Lula classifica Lei Azeredo como censura
Por Redação do IDG Now!
Publicada em 29 de junho de 2009 às 15h11
Atualizada em 02 de julho de 2009 às 17h21
São Paulo – Lula sinaliza possível veto ao PL 84/99 com críticas à tipificação de crimes online.
Em visita ao 10º Fórum Internacional de Software Livre (Fisl), em Porto Alegre, o presidente Luiz Inácio Lula da Silva classificou o projeto de tipificação de crimes eletrônicos proposto pelo senador Eduardo Azeredo (PSDB-MG) como "censura" e sinalizou um possível veto caso o projeto seja aprovado na Câmara dos Deputados e no Senado.

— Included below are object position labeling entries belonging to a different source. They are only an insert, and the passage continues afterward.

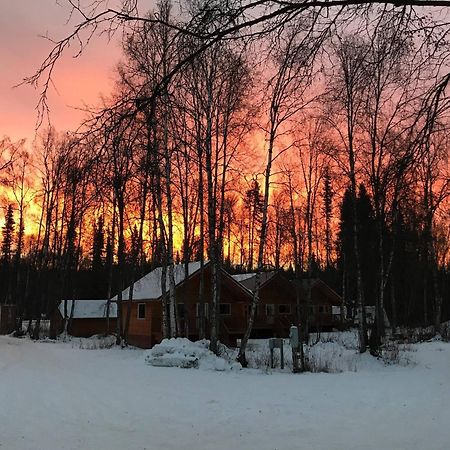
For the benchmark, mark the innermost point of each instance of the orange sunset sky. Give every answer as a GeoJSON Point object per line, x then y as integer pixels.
{"type": "Point", "coordinates": [78, 81]}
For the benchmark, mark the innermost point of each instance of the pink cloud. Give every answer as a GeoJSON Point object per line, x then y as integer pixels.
{"type": "Point", "coordinates": [78, 81]}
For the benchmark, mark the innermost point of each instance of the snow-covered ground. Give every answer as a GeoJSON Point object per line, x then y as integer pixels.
{"type": "Point", "coordinates": [58, 396]}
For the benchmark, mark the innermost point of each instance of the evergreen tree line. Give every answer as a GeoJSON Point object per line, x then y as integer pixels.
{"type": "Point", "coordinates": [319, 153]}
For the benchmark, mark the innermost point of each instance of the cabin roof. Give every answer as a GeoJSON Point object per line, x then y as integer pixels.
{"type": "Point", "coordinates": [88, 309]}
{"type": "Point", "coordinates": [149, 286]}
{"type": "Point", "coordinates": [248, 280]}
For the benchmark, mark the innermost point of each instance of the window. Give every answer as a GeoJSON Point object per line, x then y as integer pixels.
{"type": "Point", "coordinates": [141, 310]}
{"type": "Point", "coordinates": [180, 310]}
{"type": "Point", "coordinates": [224, 309]}
{"type": "Point", "coordinates": [270, 310]}
{"type": "Point", "coordinates": [284, 309]}
{"type": "Point", "coordinates": [198, 309]}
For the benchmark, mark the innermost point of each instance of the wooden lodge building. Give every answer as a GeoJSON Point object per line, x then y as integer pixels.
{"type": "Point", "coordinates": [277, 309]}
{"type": "Point", "coordinates": [145, 327]}
{"type": "Point", "coordinates": [88, 317]}
{"type": "Point", "coordinates": [276, 312]}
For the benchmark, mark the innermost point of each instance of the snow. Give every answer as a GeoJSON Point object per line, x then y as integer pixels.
{"type": "Point", "coordinates": [88, 309]}
{"type": "Point", "coordinates": [57, 396]}
{"type": "Point", "coordinates": [149, 286]}
{"type": "Point", "coordinates": [183, 353]}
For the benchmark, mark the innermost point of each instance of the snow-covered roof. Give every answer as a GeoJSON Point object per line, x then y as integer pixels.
{"type": "Point", "coordinates": [149, 286]}
{"type": "Point", "coordinates": [248, 280]}
{"type": "Point", "coordinates": [88, 309]}
{"type": "Point", "coordinates": [243, 276]}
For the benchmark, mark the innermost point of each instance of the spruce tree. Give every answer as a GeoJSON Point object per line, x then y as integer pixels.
{"type": "Point", "coordinates": [8, 234]}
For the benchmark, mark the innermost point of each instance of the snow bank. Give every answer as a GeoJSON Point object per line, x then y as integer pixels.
{"type": "Point", "coordinates": [181, 352]}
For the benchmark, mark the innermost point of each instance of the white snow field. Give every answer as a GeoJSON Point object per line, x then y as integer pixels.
{"type": "Point", "coordinates": [56, 396]}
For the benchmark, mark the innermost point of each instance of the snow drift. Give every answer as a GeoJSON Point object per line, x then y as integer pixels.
{"type": "Point", "coordinates": [181, 352]}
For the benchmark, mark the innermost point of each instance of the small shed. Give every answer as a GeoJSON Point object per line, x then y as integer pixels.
{"type": "Point", "coordinates": [87, 318]}
{"type": "Point", "coordinates": [7, 318]}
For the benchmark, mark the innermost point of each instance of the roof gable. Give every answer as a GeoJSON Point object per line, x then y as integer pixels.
{"type": "Point", "coordinates": [149, 286]}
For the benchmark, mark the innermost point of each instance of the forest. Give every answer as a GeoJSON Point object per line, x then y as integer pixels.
{"type": "Point", "coordinates": [298, 136]}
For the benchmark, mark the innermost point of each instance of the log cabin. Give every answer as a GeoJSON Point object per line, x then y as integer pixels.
{"type": "Point", "coordinates": [89, 317]}
{"type": "Point", "coordinates": [145, 320]}
{"type": "Point", "coordinates": [323, 305]}
{"type": "Point", "coordinates": [277, 309]}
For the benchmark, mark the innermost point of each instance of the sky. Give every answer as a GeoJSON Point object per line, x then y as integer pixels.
{"type": "Point", "coordinates": [77, 81]}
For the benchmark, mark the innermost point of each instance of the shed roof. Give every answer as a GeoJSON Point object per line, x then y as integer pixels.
{"type": "Point", "coordinates": [88, 309]}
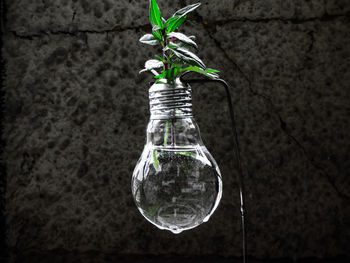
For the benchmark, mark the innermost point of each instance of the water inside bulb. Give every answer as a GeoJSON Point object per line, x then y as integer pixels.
{"type": "Point", "coordinates": [176, 183]}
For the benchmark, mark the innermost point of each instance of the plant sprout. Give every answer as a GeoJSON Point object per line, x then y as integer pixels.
{"type": "Point", "coordinates": [177, 56]}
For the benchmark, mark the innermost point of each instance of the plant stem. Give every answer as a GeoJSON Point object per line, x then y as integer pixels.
{"type": "Point", "coordinates": [166, 133]}
{"type": "Point", "coordinates": [173, 141]}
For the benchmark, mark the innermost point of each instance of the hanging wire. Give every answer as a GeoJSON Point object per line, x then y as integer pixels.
{"type": "Point", "coordinates": [236, 151]}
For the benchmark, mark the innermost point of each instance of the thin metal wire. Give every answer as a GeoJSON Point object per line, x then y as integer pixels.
{"type": "Point", "coordinates": [236, 150]}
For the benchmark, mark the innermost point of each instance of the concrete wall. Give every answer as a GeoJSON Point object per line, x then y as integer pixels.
{"type": "Point", "coordinates": [76, 112]}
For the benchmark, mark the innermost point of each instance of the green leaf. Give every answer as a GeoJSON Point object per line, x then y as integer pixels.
{"type": "Point", "coordinates": [153, 63]}
{"type": "Point", "coordinates": [170, 21]}
{"type": "Point", "coordinates": [154, 14]}
{"type": "Point", "coordinates": [201, 71]}
{"type": "Point", "coordinates": [157, 35]}
{"type": "Point", "coordinates": [161, 59]}
{"type": "Point", "coordinates": [212, 70]}
{"type": "Point", "coordinates": [184, 11]}
{"type": "Point", "coordinates": [188, 56]}
{"type": "Point", "coordinates": [183, 38]}
{"type": "Point", "coordinates": [149, 39]}
{"type": "Point", "coordinates": [160, 76]}
{"type": "Point", "coordinates": [175, 24]}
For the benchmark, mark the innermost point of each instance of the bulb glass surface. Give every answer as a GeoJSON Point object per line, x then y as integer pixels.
{"type": "Point", "coordinates": [176, 183]}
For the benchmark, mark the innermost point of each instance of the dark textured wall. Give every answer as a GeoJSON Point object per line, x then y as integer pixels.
{"type": "Point", "coordinates": [76, 111]}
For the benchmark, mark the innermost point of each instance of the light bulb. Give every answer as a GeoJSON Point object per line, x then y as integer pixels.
{"type": "Point", "coordinates": [176, 183]}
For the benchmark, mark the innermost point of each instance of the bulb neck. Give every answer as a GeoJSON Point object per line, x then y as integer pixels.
{"type": "Point", "coordinates": [170, 100]}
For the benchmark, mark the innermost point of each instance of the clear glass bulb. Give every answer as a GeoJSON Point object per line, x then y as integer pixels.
{"type": "Point", "coordinates": [176, 183]}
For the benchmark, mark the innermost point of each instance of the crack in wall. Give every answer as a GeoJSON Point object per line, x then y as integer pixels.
{"type": "Point", "coordinates": [146, 27]}
{"type": "Point", "coordinates": [283, 124]}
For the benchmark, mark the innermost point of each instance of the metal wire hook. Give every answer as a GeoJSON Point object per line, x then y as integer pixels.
{"type": "Point", "coordinates": [236, 150]}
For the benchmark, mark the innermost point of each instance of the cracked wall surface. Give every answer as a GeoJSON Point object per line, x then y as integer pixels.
{"type": "Point", "coordinates": [76, 112]}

“Essa lei que está aí não visa a corrigir abuso de internet. Na verdade, quer fazer censura. Precisamos responsabilizar as pessoas que trabalham com internet, mas não proibir ou condenar", afirmou Lula, que teve como resposta aplausos calorosos dos participantes que ouviam seu discurso.

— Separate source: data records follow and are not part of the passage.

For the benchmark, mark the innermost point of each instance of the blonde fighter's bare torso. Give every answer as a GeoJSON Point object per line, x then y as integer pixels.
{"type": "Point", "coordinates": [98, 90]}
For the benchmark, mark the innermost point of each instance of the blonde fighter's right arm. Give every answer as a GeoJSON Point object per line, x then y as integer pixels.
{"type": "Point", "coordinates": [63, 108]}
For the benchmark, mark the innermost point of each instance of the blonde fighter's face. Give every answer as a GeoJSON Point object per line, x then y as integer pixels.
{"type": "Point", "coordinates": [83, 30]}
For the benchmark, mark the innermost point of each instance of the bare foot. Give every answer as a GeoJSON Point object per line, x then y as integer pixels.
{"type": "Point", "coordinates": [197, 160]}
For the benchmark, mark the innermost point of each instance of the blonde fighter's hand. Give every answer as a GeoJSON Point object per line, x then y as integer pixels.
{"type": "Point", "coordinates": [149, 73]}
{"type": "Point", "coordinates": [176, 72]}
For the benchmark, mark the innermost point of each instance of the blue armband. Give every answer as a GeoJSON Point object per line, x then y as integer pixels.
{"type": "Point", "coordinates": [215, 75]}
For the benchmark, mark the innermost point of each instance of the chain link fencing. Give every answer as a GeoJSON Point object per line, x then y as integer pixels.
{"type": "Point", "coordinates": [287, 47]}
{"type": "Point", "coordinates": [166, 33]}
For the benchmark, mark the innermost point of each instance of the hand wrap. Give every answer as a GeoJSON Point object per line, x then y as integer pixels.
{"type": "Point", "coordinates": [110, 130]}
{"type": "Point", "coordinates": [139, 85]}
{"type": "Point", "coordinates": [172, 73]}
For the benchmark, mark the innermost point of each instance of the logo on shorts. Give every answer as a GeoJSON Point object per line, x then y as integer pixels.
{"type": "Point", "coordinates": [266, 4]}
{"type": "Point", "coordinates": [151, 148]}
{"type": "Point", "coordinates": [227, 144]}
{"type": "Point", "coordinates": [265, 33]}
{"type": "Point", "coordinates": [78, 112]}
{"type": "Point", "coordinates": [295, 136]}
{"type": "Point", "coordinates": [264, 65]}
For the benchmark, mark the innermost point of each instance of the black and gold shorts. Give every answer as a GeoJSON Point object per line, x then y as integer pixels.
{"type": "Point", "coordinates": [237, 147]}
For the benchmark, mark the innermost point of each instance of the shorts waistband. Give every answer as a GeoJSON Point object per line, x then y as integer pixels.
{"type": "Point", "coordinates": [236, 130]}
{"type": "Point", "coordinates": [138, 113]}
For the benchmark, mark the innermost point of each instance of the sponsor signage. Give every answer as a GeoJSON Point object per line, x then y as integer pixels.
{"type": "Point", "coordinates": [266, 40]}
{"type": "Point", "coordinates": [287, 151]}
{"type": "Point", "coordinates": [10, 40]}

O Projeto de Lei 84/99 tramita em estado de urgência em três diferentes comissões da Câmara dos Deputados e, após mudanças no texto serem aprovadas pelos três grupos, deverá entrar na pauta para ser votado pelos deputados.
Caso seja aprovado, o projeto vai ao Senado, onde também deve entrar na pauta para ser votado. Após uma suposta aprovação no Senado, cabe ao presidente Lula promulgar o PL 84/99 por completo, restringir alguns pontos no texto ou vetar o projeto por inteiro.

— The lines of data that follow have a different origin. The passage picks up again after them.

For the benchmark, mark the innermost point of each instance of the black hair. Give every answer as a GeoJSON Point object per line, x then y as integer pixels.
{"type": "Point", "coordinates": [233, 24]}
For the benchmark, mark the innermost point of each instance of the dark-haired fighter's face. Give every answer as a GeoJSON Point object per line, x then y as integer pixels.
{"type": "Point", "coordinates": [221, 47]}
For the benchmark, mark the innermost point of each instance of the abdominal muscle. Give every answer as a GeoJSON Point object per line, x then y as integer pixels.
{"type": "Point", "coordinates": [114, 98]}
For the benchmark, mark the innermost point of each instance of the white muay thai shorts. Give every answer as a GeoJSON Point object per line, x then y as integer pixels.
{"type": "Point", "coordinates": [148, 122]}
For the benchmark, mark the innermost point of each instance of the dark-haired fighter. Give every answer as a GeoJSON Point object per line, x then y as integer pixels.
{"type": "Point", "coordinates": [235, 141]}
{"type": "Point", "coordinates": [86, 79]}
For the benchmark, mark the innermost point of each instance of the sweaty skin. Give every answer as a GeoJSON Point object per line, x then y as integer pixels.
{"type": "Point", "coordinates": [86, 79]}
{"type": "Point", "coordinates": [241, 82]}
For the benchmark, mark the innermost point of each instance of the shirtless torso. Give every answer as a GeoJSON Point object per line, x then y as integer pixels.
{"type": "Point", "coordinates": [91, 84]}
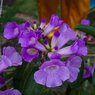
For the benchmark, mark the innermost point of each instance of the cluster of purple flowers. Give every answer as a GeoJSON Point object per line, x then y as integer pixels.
{"type": "Point", "coordinates": [34, 42]}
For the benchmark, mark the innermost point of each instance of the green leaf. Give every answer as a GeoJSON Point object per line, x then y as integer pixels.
{"type": "Point", "coordinates": [24, 81]}
{"type": "Point", "coordinates": [87, 29]}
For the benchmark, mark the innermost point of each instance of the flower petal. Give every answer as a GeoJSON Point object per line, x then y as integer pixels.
{"type": "Point", "coordinates": [53, 80]}
{"type": "Point", "coordinates": [40, 77]}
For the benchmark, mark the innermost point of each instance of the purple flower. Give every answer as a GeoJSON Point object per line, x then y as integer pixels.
{"type": "Point", "coordinates": [28, 39]}
{"type": "Point", "coordinates": [29, 53]}
{"type": "Point", "coordinates": [66, 34]}
{"type": "Point", "coordinates": [9, 58]}
{"type": "Point", "coordinates": [54, 22]}
{"type": "Point", "coordinates": [25, 28]}
{"type": "Point", "coordinates": [52, 73]}
{"type": "Point", "coordinates": [43, 23]}
{"type": "Point", "coordinates": [11, 30]}
{"type": "Point", "coordinates": [88, 71]}
{"type": "Point", "coordinates": [73, 64]}
{"type": "Point", "coordinates": [85, 22]}
{"type": "Point", "coordinates": [2, 80]}
{"type": "Point", "coordinates": [40, 46]}
{"type": "Point", "coordinates": [60, 39]}
{"type": "Point", "coordinates": [78, 48]}
{"type": "Point", "coordinates": [10, 92]}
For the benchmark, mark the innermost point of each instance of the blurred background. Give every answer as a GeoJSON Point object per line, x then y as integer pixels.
{"type": "Point", "coordinates": [22, 10]}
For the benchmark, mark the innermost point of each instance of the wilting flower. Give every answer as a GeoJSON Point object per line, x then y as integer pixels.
{"type": "Point", "coordinates": [9, 58]}
{"type": "Point", "coordinates": [61, 38]}
{"type": "Point", "coordinates": [29, 53]}
{"type": "Point", "coordinates": [88, 71]}
{"type": "Point", "coordinates": [52, 73]}
{"type": "Point", "coordinates": [10, 92]}
{"type": "Point", "coordinates": [73, 64]}
{"type": "Point", "coordinates": [54, 22]}
{"type": "Point", "coordinates": [78, 48]}
{"type": "Point", "coordinates": [11, 30]}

"Precisamos, quem sabe, mudar o Código Civil. É interesse policialesco fazer uma lei que permite que as pessoas adentrem a casa de outras para saber o que estão fazendo, até sequestrando os computadores. Não é possível", afirmou Lula em seu discurso, que pode ser encontrado no YouTube.
O PL 84/99 é alvo de polêmicos por apresentar punições consideradas severas demais para crimes não suficientemente detalhados no texto. Segundo especialistas ouvidos pelo IDG Now!, artigos da lei podem punir com prisão atividades corriqueiras, como a publicação de mashups ou o envio não intencional de malwares.
Outro temor fomentado com uma suposta aprovação do PL 84/99 é a obrigação imposta a provedores de avisarem a Justiça sigilosamente sobre atividades que possam ser consideradas maliciosas por parte dos usuários.
Dados obtidos pelo IDG Now! apontam também que sites também podem ser obrigados a guardar informações sobre todos os usuários que acessaram seus conteúdos no período de três anos, segundo o deputado federal Paulo Teixeira (PT-SP).